Yılın son bomba haberi de Başbakan Yardımcısı Sayın Bülent Arınç’a yapılması planlanan suikast haberi oldu.
Türkiye’nin geçtiği mecranın 2009 yılının son planı suikast oldu.
Şu an durum yargıda ama görünen şu ki artık birileri galiba kan istiyor.
Havayı puslu istiyor kurtlar.
Ne zaman Türkiye rahat bırakılırsa işte o zaman gelişme konusunda ivme kazanacak.
Akparti iktidara geçtikten beri gerçek icraatlarını bir türlü gerçekleştiremedi. Bir taraftan Ergenekon Terör Örgütü, bir taraftan PKK terör meselesi, bir taraftan da suni meselelerle uğraştı durdu. Bu gidişle de epey uğraşacağa benziyor.
Bunun yanı sıra bürokrasi de Akparti’nin en büyük engeli oldu.
Memur oldukları halde siyaset yapmaya çalışan TSK içindeki bazı başlar iktidara engel olmak için elinden gelen ne varsa yapıyorlar.
Mühimmatlar toprağın altında fışkırırken TSK sus pus.
Akparti’yi ve Fethullah Gülen’i bitirme planı ıslak mıydı, kuru muydu derken yine TSK sus pus.
Hem emekli hem de muvazzaf askerler Ergenekon Terör Örgütü’nün içinde yer alırken yine TSK sus pus.
Sıra geldi kan akıtmaya mı acaba?
Havayı puslu hale getirip de acaba 12 Eylül öncesi gibi bu durumu ancak TSK düzeltebilir havası mı oluşturmak istiyorlar?
Ondan sonra tüm askerler cebren ve hile ilen tüm bürokratik kanalları ele geçirerek kendi güçlerini gösterip emellerine mi ulaşmaya çalışıyor.
Daha düne kadar Türkiye’nin en güvenilir kurumu TSK idi. Ama şimdi neredeyse TSK’dan herkes yaka silkecek duruma geldi.
İktidarda kim olursa olsun; ister sol görüşlü, ister gerici görüşlü, isterse de faşist görüşlü bunlara darbe yapacak olan sadece vatandaştır.
Vatandaşın bu hakkını kimse kullanamaz. Bu TSK da olsa kullanamaz.
Eğer bu Türkiye Cumhuriyeti’nin anayasasında demokrasi varsa kim olursa olsun bunu sindirmek zorunda.
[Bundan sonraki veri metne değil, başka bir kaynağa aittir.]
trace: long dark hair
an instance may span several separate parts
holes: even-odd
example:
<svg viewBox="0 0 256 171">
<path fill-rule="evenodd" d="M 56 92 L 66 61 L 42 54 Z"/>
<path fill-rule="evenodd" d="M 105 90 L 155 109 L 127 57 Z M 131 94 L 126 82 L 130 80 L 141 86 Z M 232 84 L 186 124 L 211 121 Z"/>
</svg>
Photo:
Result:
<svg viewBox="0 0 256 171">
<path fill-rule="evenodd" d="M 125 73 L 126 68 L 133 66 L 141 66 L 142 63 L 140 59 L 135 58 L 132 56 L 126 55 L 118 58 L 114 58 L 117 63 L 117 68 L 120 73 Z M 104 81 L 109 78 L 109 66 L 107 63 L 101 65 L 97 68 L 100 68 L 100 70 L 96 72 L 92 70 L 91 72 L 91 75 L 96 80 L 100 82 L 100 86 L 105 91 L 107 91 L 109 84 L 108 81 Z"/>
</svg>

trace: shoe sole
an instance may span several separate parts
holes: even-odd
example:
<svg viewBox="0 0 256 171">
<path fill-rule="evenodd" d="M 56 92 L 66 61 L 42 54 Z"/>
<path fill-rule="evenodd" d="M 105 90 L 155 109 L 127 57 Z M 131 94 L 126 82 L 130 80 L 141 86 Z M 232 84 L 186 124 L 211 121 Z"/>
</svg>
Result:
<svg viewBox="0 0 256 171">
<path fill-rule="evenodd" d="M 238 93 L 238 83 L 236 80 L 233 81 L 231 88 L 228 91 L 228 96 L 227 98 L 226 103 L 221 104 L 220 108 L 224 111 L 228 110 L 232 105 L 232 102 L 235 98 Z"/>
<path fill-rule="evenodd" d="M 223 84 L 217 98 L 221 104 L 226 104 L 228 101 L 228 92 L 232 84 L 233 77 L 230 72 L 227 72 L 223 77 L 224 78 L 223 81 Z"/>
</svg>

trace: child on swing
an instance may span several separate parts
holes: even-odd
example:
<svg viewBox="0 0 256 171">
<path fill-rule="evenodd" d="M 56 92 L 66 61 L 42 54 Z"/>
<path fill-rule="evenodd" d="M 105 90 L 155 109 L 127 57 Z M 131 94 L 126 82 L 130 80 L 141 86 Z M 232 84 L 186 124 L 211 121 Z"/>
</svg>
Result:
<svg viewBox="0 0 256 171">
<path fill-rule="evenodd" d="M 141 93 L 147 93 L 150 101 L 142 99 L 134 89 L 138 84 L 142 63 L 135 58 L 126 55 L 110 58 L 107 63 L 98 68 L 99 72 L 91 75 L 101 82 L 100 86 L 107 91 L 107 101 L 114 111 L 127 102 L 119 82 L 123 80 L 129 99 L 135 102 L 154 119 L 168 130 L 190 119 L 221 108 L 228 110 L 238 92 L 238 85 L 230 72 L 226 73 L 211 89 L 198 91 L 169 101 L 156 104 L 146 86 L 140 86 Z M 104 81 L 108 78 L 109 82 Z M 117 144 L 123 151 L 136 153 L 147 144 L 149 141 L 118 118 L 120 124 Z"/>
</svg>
Sindiremezlerse atılsınlar siyasete, kursunlar partilerini ve alsınlar boylarının ölçülerini.
Bunu da yapacak cesaret yok.
Hatırlarsanız bir zamanlar Netekim Evren Paşa’nın emriyle kurulduğu ve vatandaşlara zorla oy vermeye zorladığı Turgut Sunalp’in Partisi Milliyetçi Demokrasi Partisi kurulmuştu. Şimdi ne Turgut Sunalp’i hatırlayan var ne de Milliyetçi Demokrasi Partisi’ni. Belki vatandaşın çoğu Turgut Sunalp’in öldüğünden de haberi yoktur.
İşte TSK içerisinde bulunan zevat da bunun bilincinde olduğu için siyasete girmeye korkuyorlar.
Sadece içlerinde bir Don Kişot Osman Özbek çıktı.
Bir parti kurdu ama inanın partisinin ismini ben bile bilmiyorum.
Zaten bilmek için de özel gayretim yok, olamaz da. Kurduğu parti de kendi gibidir.
Ama bazı çıkışları var Nejat Uygur skeçleri gibi.
İnsanın gülesi yoksa bile gülüyor. Hep belden aşağıya ve deli saçması gibi laflar ediyor.
İşte gördüğünüz gibi TSK’nın içindeki kişilerin yapacağı siyaset bu kadar.
Ya tarihin menfi çukurunda gömülürler ya da halkın karşısında Pişekâr gibi sırıtır durursunuz.
Ey TSK zevatı;
Yapacağınız tek şey ya demokrasiyi içinize sindirin ve halkın emrinde olun ya da bırakın asker gibi asker olun…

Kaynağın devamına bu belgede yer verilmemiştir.